Write Ahead Log
Also known as:
WAL
Commit Log
Redo Log
Definition
A write ahead log, or WAL, is a file that a database appends every change to before touching its real data files. Writing the change to the log first means the database can survive a crash. On restart, it replays the log to get back to a clean state. The same log is what other replicas read to stay in sync.
Key Takeaways
- WAL is what makes the D in ACID work. If the log entry is on disk, the change is safe even if the server dies right after.
- WAL turns slow random page writes into fast sequential ones. That is why so many modern databases are log structured.
- Replication is just a second reader of the log. Followers stay in sync by tailing the leader’s WAL and replaying it.
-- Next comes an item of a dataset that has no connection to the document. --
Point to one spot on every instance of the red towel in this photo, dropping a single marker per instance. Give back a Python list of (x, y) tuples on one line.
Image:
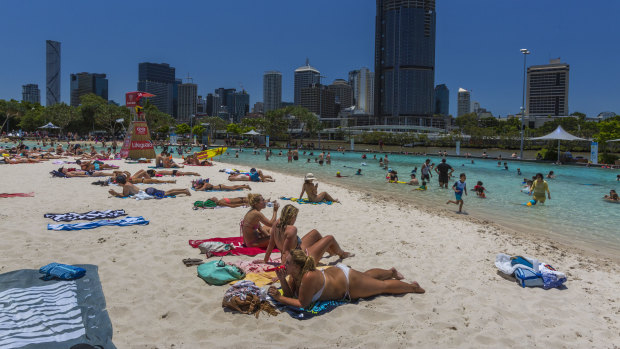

- Together with consensus like Raft, the WAL becomes a replicated log that backs fault tolerant state machines.
How It Works
- Append a record that describes the change, like the transaction id, page id, and old or new value, to the end of the log file.
- Call fsync so the log is on disk before the change is acknowledged to the client.
- Apply the change to the in memory page cache or memtable.
- After a crash, replay log entries from the last checkpoint forward to rebuild a clean state.
Where It Is Used
- PostgreSQL’s WAL drives streaming replication, point in time recovery, and tools like Debezium.
- Apache Kafka exposes its log directly. Each topic partition is essentially a distributed WAL.
- Cassandra calls it the CommitLog and pairs it with the in memory memtable and on disk SSTables.
- etcd writes every Raft log entry to its WAL before applying it to the boltdb store.